As we covered in our Retail Outlook Report Q4 2023, since the great recession – when big box stores suffered significant losses and bankruptcy – retail construction activity has slowed to a mere trickle and available space has been minimal. When big box space does become available, as we can see with my Bed Bath & Beyond example, it is generally quickly backfilled by another tenant. And by no means is this the only instance. Another Bed Bath & Beyond located next to The Fresh Market near me was swiftly replaced by a Spirit Halloween store last fall.

Between 2017 and October 2023, top retailers who backfilled vacant big box space included discounters, fitness centers and craft/hobby tenants. Hobby Lobby backfilled the most square feet, while Burlington took the largest number of vacant spaces.

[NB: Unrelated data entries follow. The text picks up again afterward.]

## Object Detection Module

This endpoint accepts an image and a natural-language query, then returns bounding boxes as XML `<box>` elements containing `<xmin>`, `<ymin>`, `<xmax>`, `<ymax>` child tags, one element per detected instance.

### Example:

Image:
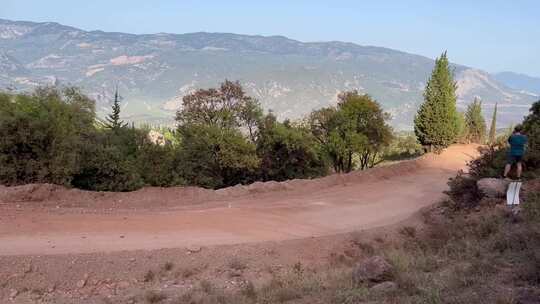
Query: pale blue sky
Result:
<box><xmin>0</xmin><ymin>0</ymin><xmax>540</xmax><ymax>76</ymax></box>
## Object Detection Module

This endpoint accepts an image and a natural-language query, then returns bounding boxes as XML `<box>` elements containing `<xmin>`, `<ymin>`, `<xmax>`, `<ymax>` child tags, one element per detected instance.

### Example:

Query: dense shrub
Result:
<box><xmin>72</xmin><ymin>131</ymin><xmax>144</xmax><ymax>191</ymax></box>
<box><xmin>179</xmin><ymin>125</ymin><xmax>259</xmax><ymax>188</ymax></box>
<box><xmin>469</xmin><ymin>146</ymin><xmax>508</xmax><ymax>178</ymax></box>
<box><xmin>523</xmin><ymin>101</ymin><xmax>540</xmax><ymax>170</ymax></box>
<box><xmin>257</xmin><ymin>115</ymin><xmax>328</xmax><ymax>181</ymax></box>
<box><xmin>0</xmin><ymin>88</ymin><xmax>94</xmax><ymax>185</ymax></box>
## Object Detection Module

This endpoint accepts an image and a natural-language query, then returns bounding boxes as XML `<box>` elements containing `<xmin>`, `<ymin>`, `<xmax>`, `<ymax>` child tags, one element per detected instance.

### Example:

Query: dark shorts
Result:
<box><xmin>506</xmin><ymin>154</ymin><xmax>523</xmax><ymax>165</ymax></box>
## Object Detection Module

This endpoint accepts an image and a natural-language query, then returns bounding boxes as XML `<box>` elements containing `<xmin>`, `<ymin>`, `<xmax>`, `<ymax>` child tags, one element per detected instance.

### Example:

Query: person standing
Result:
<box><xmin>504</xmin><ymin>126</ymin><xmax>528</xmax><ymax>179</ymax></box>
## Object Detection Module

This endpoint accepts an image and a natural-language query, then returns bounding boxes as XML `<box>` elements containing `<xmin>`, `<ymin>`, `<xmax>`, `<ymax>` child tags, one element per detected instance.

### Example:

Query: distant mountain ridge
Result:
<box><xmin>0</xmin><ymin>19</ymin><xmax>535</xmax><ymax>128</ymax></box>
<box><xmin>494</xmin><ymin>72</ymin><xmax>540</xmax><ymax>96</ymax></box>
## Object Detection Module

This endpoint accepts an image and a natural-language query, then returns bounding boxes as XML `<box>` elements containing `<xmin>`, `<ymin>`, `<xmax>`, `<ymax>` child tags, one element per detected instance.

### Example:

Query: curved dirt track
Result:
<box><xmin>0</xmin><ymin>145</ymin><xmax>477</xmax><ymax>255</ymax></box>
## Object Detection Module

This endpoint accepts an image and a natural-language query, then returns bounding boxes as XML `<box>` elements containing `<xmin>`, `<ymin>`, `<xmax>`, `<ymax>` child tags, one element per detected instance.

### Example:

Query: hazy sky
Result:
<box><xmin>0</xmin><ymin>0</ymin><xmax>540</xmax><ymax>76</ymax></box>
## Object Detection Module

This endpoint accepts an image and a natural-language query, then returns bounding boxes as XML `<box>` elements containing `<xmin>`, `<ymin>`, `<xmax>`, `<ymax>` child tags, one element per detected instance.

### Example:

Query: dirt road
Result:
<box><xmin>0</xmin><ymin>146</ymin><xmax>477</xmax><ymax>256</ymax></box>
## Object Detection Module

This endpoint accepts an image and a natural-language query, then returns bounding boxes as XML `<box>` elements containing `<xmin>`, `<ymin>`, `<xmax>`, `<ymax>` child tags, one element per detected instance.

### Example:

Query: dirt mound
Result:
<box><xmin>0</xmin><ymin>145</ymin><xmax>471</xmax><ymax>210</ymax></box>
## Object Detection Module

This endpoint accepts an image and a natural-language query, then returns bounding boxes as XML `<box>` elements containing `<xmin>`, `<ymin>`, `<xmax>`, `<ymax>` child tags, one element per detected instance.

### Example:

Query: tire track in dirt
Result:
<box><xmin>0</xmin><ymin>145</ymin><xmax>476</xmax><ymax>255</ymax></box>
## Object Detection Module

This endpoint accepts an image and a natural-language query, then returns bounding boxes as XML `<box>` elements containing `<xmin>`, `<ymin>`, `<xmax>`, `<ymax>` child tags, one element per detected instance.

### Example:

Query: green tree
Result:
<box><xmin>489</xmin><ymin>103</ymin><xmax>498</xmax><ymax>145</ymax></box>
<box><xmin>105</xmin><ymin>88</ymin><xmax>127</xmax><ymax>131</ymax></box>
<box><xmin>310</xmin><ymin>91</ymin><xmax>392</xmax><ymax>172</ymax></box>
<box><xmin>176</xmin><ymin>80</ymin><xmax>262</xmax><ymax>129</ymax></box>
<box><xmin>179</xmin><ymin>125</ymin><xmax>260</xmax><ymax>189</ymax></box>
<box><xmin>414</xmin><ymin>52</ymin><xmax>459</xmax><ymax>150</ymax></box>
<box><xmin>176</xmin><ymin>80</ymin><xmax>262</xmax><ymax>188</ymax></box>
<box><xmin>0</xmin><ymin>87</ymin><xmax>95</xmax><ymax>185</ymax></box>
<box><xmin>456</xmin><ymin>111</ymin><xmax>469</xmax><ymax>143</ymax></box>
<box><xmin>465</xmin><ymin>98</ymin><xmax>486</xmax><ymax>143</ymax></box>
<box><xmin>523</xmin><ymin>100</ymin><xmax>540</xmax><ymax>170</ymax></box>
<box><xmin>257</xmin><ymin>114</ymin><xmax>327</xmax><ymax>181</ymax></box>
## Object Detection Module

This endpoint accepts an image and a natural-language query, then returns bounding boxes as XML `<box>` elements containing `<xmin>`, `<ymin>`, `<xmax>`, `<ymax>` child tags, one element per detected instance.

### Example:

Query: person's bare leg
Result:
<box><xmin>516</xmin><ymin>162</ymin><xmax>523</xmax><ymax>179</ymax></box>
<box><xmin>504</xmin><ymin>164</ymin><xmax>512</xmax><ymax>178</ymax></box>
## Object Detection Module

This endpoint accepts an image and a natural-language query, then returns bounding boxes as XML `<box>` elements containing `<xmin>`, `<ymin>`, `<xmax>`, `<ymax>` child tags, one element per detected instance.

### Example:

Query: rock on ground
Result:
<box><xmin>353</xmin><ymin>256</ymin><xmax>394</xmax><ymax>284</ymax></box>
<box><xmin>371</xmin><ymin>281</ymin><xmax>398</xmax><ymax>293</ymax></box>
<box><xmin>476</xmin><ymin>178</ymin><xmax>508</xmax><ymax>198</ymax></box>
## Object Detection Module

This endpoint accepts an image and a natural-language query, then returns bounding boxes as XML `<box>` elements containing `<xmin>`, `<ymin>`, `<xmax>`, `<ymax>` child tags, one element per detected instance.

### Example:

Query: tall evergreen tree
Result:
<box><xmin>489</xmin><ymin>103</ymin><xmax>498</xmax><ymax>145</ymax></box>
<box><xmin>414</xmin><ymin>52</ymin><xmax>459</xmax><ymax>150</ymax></box>
<box><xmin>105</xmin><ymin>87</ymin><xmax>127</xmax><ymax>130</ymax></box>
<box><xmin>465</xmin><ymin>98</ymin><xmax>486</xmax><ymax>143</ymax></box>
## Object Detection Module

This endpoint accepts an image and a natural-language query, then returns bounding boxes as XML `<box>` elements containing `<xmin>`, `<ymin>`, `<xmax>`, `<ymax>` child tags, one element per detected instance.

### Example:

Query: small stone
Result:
<box><xmin>187</xmin><ymin>246</ymin><xmax>202</xmax><ymax>253</ymax></box>
<box><xmin>371</xmin><ymin>281</ymin><xmax>398</xmax><ymax>293</ymax></box>
<box><xmin>353</xmin><ymin>256</ymin><xmax>393</xmax><ymax>283</ymax></box>
<box><xmin>77</xmin><ymin>279</ymin><xmax>86</xmax><ymax>288</ymax></box>
<box><xmin>476</xmin><ymin>178</ymin><xmax>508</xmax><ymax>198</ymax></box>
<box><xmin>9</xmin><ymin>289</ymin><xmax>19</xmax><ymax>299</ymax></box>
<box><xmin>116</xmin><ymin>281</ymin><xmax>130</xmax><ymax>289</ymax></box>
<box><xmin>229</xmin><ymin>269</ymin><xmax>242</xmax><ymax>278</ymax></box>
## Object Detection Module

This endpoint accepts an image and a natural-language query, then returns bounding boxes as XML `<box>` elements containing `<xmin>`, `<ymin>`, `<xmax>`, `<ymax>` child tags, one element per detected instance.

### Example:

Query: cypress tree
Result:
<box><xmin>414</xmin><ymin>52</ymin><xmax>459</xmax><ymax>150</ymax></box>
<box><xmin>489</xmin><ymin>103</ymin><xmax>498</xmax><ymax>145</ymax></box>
<box><xmin>465</xmin><ymin>98</ymin><xmax>486</xmax><ymax>143</ymax></box>
<box><xmin>105</xmin><ymin>88</ymin><xmax>127</xmax><ymax>130</ymax></box>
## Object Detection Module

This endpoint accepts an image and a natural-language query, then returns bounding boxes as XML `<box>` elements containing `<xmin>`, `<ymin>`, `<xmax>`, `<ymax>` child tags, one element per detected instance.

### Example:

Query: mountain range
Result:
<box><xmin>0</xmin><ymin>19</ymin><xmax>540</xmax><ymax>129</ymax></box>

F&B drives small space leasing activity

By no means was 2023 leasing activity confined to big boxes, however. According to CoStar over two-thirds of retail leasing activity comes from small tenants occupying less than 5,000 square feet, on average. Food and beverage tenants, in particular, have been snapping up small spaces under 3,000 square feet, accounting for 20% of all leasing activity. The below chart shows the most active 2023 tenants by size range. For smaller spaces, quick-service restaurants Wingstop and Raising Cane’s nab the top spots.

Discounters leased the most space in 2023

When all is said and done, though, money talks… and deals holler. With the CPI roughly 19% above 2019 levels, consumers continue to search for bargains wherever they can find them. Dollar stores, mass merchandisers and off-price retailers are the primary beneficiaries of shoppers’ cost-conscious priorities. As a result, discounters – primarily dollar stores and other low-price retailers – announced over 2,300 store openings in 2023. Dollar Tree, Five Below, Burlington and TJ Maxx are all among the top 10 retailers for the most square footage signed.

With a flurry of activity from discounters, F&B tenants and experiential tenants, new store opening announcements comfortably exceeding closure announcements. Our tally for new store plans announced by retailers in 2023 (regardless of opening date) is approximately 6,617 compared to 4,412 announced store closures.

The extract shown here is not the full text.